Om te voorkomen dat de gecumuleerde geluidbelasting tot hinder leidt in de appartementen, wordt geadviseerd om bij de berekening van de karakteristieke geluidwering van deze appartementen rondom toetspunt 3 uit te gaan van de gecumuleerde geluidbelasting op de gevel, in plaats van de vast te stellen hogere waarde zoals het Bouwbesluit voorschrijft.

Conclusie

Vanwege de Runweg dienen hogere waarden te worden vastgesteld van 62 dB ter plaatse van de

toetspunten 1 tot en met 3, 11 en 12, zoals weergegeven in figuur 4.6.

afbeelding "i_NL.IMRO.0845.WP2018BLCHGSTR162-VA01_0027.png"

Figuur 4.6 Geluidbelasting ten gevolge van de Runweg (incl. aftrek artikel 110g Wgh)

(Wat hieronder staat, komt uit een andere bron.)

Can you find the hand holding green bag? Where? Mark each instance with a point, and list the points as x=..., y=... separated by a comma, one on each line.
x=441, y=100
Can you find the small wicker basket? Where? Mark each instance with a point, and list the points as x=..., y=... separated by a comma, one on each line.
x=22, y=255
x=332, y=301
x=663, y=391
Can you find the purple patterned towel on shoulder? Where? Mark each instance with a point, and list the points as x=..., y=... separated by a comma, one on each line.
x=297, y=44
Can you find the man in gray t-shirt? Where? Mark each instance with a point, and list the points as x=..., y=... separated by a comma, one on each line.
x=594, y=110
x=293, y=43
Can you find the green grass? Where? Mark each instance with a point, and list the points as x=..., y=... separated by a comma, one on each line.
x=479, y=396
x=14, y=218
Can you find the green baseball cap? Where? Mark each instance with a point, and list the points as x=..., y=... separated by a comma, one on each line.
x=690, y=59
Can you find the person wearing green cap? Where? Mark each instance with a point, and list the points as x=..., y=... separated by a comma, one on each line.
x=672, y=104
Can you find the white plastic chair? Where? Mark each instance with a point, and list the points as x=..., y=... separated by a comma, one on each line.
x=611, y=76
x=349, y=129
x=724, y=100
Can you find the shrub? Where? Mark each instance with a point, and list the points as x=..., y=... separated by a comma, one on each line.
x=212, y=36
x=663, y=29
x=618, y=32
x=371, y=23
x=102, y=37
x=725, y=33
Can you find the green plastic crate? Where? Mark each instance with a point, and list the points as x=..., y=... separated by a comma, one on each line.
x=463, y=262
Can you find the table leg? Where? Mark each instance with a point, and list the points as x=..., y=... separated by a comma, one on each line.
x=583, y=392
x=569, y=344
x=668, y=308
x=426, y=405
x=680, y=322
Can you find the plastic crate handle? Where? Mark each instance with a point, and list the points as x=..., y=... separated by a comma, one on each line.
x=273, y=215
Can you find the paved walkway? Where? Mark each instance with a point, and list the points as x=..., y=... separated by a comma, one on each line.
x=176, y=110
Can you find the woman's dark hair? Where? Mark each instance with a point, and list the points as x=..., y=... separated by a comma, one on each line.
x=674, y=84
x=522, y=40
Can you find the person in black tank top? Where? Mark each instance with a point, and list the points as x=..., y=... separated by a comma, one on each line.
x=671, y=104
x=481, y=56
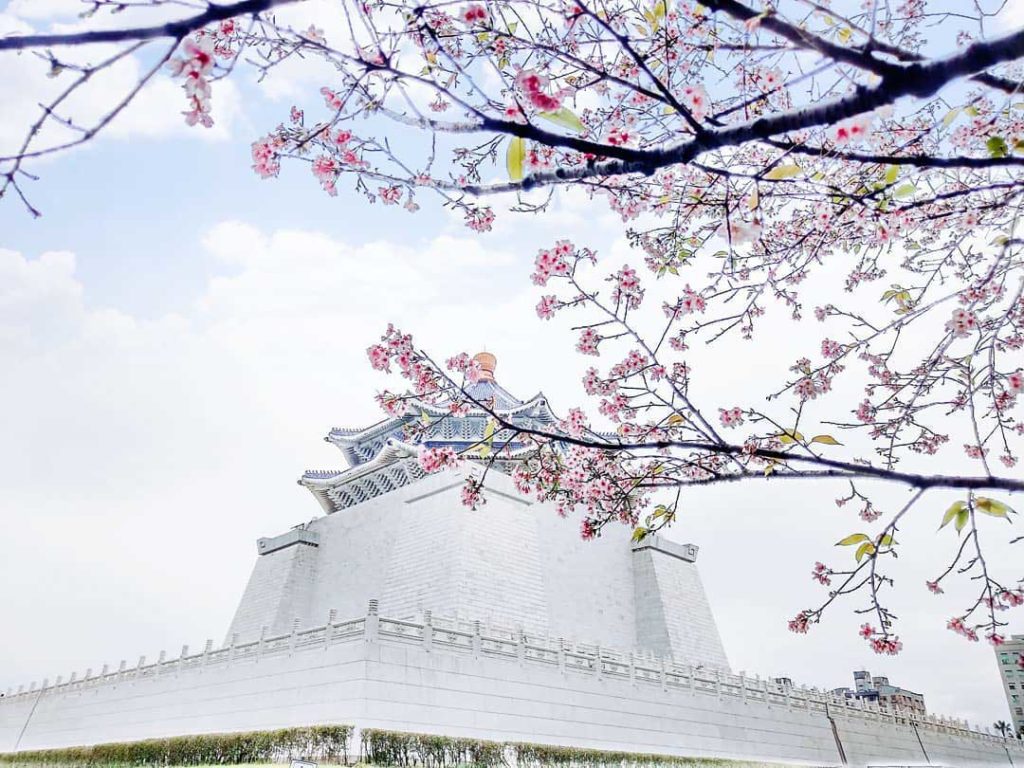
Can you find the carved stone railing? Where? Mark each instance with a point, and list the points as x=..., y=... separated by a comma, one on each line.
x=476, y=639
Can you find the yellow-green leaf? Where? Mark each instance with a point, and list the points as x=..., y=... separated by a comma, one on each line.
x=825, y=439
x=962, y=517
x=783, y=171
x=864, y=549
x=852, y=539
x=514, y=158
x=951, y=513
x=992, y=507
x=488, y=438
x=564, y=118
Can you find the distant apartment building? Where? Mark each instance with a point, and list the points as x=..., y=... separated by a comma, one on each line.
x=889, y=697
x=1009, y=656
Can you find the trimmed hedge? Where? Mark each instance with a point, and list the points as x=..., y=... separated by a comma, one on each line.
x=325, y=742
x=412, y=750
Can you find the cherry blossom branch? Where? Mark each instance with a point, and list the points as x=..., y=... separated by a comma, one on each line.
x=176, y=30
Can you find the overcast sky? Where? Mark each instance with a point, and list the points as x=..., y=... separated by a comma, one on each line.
x=177, y=336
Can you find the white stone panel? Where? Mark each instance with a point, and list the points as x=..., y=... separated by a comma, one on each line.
x=381, y=673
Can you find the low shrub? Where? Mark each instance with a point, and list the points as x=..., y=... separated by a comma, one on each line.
x=421, y=750
x=323, y=742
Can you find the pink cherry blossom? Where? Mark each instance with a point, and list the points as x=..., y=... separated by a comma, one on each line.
x=732, y=417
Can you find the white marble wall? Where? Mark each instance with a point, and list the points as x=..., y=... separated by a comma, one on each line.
x=510, y=562
x=388, y=674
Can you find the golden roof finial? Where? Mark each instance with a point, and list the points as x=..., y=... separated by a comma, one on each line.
x=487, y=364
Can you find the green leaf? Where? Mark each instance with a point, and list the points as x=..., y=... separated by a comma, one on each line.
x=997, y=146
x=564, y=118
x=783, y=171
x=488, y=438
x=864, y=549
x=851, y=540
x=951, y=513
x=962, y=517
x=992, y=507
x=825, y=439
x=515, y=155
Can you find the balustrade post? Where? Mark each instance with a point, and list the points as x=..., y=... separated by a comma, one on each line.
x=332, y=616
x=372, y=627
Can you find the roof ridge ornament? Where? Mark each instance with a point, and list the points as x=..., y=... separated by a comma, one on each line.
x=487, y=364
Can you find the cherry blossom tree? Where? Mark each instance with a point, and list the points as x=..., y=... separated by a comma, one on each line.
x=750, y=148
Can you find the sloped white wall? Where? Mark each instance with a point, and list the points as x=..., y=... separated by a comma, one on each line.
x=398, y=675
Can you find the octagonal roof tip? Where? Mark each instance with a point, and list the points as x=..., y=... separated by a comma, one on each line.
x=487, y=364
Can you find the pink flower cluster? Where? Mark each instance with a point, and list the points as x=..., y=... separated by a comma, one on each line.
x=546, y=307
x=956, y=625
x=854, y=129
x=589, y=339
x=830, y=349
x=469, y=368
x=434, y=460
x=479, y=219
x=576, y=423
x=472, y=494
x=962, y=323
x=801, y=623
x=474, y=13
x=880, y=642
x=552, y=262
x=531, y=84
x=820, y=573
x=397, y=347
x=732, y=417
x=195, y=64
x=627, y=290
x=266, y=157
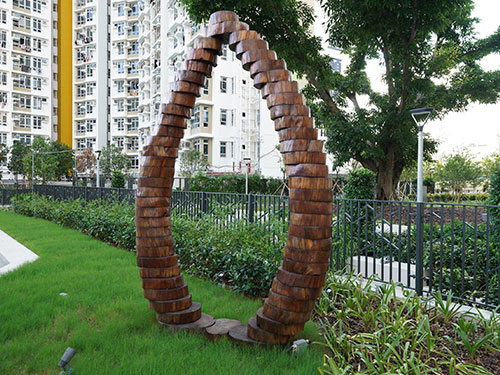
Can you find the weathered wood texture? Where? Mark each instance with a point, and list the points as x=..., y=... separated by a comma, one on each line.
x=300, y=279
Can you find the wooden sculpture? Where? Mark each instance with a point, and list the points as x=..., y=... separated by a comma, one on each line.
x=301, y=277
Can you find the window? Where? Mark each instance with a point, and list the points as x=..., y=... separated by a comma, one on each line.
x=37, y=122
x=223, y=116
x=223, y=147
x=205, y=117
x=205, y=147
x=223, y=84
x=120, y=124
x=206, y=87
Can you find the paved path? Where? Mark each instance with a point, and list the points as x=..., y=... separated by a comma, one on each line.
x=13, y=254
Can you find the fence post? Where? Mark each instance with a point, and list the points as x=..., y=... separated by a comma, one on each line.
x=419, y=281
x=251, y=208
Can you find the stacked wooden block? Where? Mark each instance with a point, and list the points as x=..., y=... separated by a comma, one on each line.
x=301, y=277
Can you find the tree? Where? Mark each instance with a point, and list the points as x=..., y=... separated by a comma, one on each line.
x=429, y=52
x=191, y=162
x=86, y=161
x=16, y=161
x=112, y=159
x=3, y=156
x=457, y=171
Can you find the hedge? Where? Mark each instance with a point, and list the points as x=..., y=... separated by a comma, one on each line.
x=244, y=256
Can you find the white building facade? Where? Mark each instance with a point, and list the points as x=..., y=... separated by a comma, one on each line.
x=28, y=66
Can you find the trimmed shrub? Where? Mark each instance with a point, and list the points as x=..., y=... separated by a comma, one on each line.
x=244, y=256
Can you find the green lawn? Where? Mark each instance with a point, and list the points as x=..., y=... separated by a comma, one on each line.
x=106, y=319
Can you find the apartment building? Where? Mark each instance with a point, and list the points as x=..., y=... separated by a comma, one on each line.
x=28, y=70
x=90, y=73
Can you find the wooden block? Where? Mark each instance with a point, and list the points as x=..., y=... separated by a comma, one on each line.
x=309, y=245
x=317, y=195
x=171, y=130
x=198, y=66
x=164, y=141
x=295, y=292
x=249, y=57
x=250, y=45
x=156, y=273
x=311, y=207
x=292, y=121
x=308, y=220
x=156, y=241
x=285, y=98
x=304, y=256
x=294, y=158
x=289, y=110
x=159, y=251
x=276, y=87
x=279, y=328
x=200, y=54
x=192, y=314
x=158, y=161
x=176, y=110
x=222, y=16
x=185, y=100
x=310, y=183
x=262, y=66
x=198, y=326
x=153, y=192
x=223, y=29
x=157, y=172
x=166, y=294
x=167, y=152
x=284, y=316
x=157, y=262
x=286, y=303
x=171, y=306
x=152, y=222
x=151, y=212
x=263, y=78
x=211, y=44
x=258, y=334
x=153, y=232
x=169, y=283
x=221, y=328
x=152, y=202
x=185, y=87
x=301, y=145
x=239, y=335
x=313, y=233
x=305, y=268
x=303, y=281
x=190, y=76
x=298, y=132
x=307, y=170
x=238, y=36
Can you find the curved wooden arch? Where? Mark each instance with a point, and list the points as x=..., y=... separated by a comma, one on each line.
x=299, y=280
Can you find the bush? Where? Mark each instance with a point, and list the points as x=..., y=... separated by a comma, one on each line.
x=244, y=255
x=360, y=184
x=118, y=180
x=234, y=183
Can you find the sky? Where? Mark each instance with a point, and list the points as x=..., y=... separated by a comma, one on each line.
x=477, y=129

Overwogen kan worden om voor het gehele complex een hogere waarde vast te stellen van 63 dB, hetgeen flexibiliteit van de invulling van het plan ten goede komt. Aangezien het appartementencomplex een open plek in de bebouwde kom invult en dient ter vervanging van bestaande bebouwing, wordt voldaan aan de criteria van het hogere waarde beleid. Er hoeven géén dove gevels te worden gemaakt.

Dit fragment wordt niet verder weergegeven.